開業時は現在の場所の斜向かいに店があり、4坪ほどでカウンター席のみの小さな店だった。それが、店名の由来のひとつでもある。
「小さな店だということと、商店街から“ちょっと”入ったところにあるということ、あとは気楽に“ちょっと”寄っていってください、ということで『一寸亭』にしたんです」。
シンプルで潔い、熱々の一杯
さあ、もやしそばがやってきた。「なみなみ」という表現がこれほど似合う一杯があるだろうか。艶のあるたっぷりの餡が一面に広がり、そこからもうもうと湯気が立ち上る。見ての通り、具材はもやしと豚肉のみだ。
アチチ!となりながら口に運ぶと、もやしの程よいシャキシャキ感と醤油のコクのある餡が絶妙なバランス。餡の厚い層をかきわけて現れる中細の麺は『浅草開化楼』のものを使っているそうで、つるんとした舌触りが餡のとろみとよく合う。
「特別なことはしていないんですよ。鶏ガラと野菜と豚骨のスープで極々シンプル」。この味を求めて、週に2〜3回来店する方もいるという。「よく飽きないなと思いますけどね」と大塚さんは笑うが、すぐまた食べたくなる気持ちがよくわかる。もやしだらけの見た目こそ初見は驚くものの、奇をてらっていない潔さがあるからこそ、中毒性があって飽きが来ないのかもしれない。
「閉めないで」というお客さんの声で
コロナ禍を機に、一時休業していた時期もある『一寸亭』。実は、そのまま店をたたむことも考えていたという。

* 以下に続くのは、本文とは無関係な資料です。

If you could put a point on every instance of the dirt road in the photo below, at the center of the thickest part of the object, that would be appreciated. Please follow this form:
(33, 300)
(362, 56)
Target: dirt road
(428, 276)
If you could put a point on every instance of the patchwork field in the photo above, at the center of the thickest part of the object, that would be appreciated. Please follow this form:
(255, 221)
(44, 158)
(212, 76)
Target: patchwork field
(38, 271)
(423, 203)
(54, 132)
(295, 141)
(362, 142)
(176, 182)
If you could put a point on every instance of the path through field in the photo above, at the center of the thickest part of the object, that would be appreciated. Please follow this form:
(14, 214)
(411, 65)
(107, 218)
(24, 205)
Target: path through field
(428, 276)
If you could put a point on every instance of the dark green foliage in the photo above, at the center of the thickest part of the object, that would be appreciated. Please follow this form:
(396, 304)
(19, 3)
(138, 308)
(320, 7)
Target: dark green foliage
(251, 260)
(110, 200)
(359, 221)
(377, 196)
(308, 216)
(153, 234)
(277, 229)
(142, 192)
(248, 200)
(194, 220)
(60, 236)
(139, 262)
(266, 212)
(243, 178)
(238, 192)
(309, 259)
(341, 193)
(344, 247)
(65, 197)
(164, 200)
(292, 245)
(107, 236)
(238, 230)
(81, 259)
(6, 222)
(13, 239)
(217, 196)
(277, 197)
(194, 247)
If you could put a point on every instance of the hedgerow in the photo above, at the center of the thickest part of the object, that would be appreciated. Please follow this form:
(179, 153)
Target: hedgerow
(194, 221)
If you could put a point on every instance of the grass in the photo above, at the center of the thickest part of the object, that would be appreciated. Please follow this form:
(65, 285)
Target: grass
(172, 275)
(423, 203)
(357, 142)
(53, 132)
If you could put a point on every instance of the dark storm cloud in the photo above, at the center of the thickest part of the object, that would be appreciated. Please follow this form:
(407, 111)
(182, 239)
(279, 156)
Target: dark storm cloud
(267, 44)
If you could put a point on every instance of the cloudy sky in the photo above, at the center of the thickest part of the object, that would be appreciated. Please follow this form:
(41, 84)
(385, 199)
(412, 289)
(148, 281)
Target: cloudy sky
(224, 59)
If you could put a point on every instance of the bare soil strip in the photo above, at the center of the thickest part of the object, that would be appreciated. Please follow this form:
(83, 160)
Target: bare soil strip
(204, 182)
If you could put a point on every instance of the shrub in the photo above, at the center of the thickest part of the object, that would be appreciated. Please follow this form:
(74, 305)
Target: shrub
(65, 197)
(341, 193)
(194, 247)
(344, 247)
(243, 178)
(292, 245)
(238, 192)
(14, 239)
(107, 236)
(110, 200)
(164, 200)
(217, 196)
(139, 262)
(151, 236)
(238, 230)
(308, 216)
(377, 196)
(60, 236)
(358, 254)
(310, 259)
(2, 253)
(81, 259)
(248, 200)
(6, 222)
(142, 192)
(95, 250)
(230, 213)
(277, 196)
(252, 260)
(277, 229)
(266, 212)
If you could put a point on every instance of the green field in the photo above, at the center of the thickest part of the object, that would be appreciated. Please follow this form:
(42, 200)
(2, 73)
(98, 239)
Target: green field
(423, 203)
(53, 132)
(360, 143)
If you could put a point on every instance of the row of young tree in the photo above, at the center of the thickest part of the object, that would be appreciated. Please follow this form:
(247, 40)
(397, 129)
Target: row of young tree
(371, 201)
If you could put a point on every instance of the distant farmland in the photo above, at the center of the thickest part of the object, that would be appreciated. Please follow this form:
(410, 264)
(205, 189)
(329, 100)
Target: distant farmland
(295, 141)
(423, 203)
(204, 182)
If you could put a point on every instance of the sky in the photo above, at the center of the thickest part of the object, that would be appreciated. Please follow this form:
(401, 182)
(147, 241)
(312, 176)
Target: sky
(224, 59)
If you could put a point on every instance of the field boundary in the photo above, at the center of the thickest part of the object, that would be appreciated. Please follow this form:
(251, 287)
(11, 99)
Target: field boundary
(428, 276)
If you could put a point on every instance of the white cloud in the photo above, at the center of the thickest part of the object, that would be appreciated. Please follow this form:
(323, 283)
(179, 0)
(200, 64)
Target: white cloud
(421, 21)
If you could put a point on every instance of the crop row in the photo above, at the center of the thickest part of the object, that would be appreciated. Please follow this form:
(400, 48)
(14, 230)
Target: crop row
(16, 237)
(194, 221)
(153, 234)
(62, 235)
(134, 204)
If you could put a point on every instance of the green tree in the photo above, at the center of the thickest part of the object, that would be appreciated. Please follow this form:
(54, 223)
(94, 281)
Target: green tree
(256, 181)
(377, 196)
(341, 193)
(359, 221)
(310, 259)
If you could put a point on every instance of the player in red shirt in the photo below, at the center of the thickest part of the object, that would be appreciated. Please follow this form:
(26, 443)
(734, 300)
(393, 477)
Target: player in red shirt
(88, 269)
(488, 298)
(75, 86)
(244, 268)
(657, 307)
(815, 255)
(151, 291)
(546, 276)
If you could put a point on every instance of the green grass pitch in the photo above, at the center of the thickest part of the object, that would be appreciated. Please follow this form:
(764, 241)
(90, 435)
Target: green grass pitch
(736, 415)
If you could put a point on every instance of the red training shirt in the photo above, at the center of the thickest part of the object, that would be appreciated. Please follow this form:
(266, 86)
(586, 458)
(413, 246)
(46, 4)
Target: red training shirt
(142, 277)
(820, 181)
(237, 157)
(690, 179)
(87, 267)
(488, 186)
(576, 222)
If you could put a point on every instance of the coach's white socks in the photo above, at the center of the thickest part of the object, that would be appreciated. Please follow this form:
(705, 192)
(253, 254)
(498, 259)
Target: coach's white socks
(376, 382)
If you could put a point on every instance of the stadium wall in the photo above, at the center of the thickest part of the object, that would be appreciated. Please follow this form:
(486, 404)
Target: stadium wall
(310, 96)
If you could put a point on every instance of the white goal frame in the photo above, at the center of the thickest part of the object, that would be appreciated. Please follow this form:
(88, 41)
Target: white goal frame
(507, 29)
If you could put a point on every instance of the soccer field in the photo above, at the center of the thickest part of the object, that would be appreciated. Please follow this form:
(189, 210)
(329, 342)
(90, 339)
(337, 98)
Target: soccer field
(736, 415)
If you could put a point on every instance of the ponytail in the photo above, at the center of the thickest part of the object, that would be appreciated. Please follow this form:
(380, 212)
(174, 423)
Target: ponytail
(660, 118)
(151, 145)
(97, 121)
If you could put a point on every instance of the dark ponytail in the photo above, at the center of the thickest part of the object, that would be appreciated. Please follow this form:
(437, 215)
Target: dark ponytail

「でも、お客さんから閉めないでって言われたんです。もやしそばだけでもいいから続けてほしい、って」。
常連さんの熱烈な声に応え、営業時間とメニューを限定する形で再開。休業前のメニューは100種類近くあったが、2023年9月現在はもやしそばのほか数点に絞っている。営業日は平日のみ、祝日は営業することが多いが日によるそうで、その予定はSNS(@chottotei_1973)でお知らせしている。ちなみに、SNSは小学生のお孫さんが投稿してくれているのだとか。
小学生といえば、50年間通い続けているお客さんもいるそうで、開業当初は小学生だった人が今は自分の子供を連れてきてくれるそう。そんなエピソードを聞くと、50年続いていることの凄さを改めて実感する。テレビや雑誌に引っ張りだこの注目店というイメージも強いかもしれないが、なによりも地元客や常連客に長く愛され、一緒に歩んできた店なのだ。
「遠くから通ってくれる方もいて、ありがたいです」と大塚さん。熱々のもやしそばのようにいつまでも冷めず、長く長く愛されてきた店。これからも末長く続いてほしいと願わずにはいられない。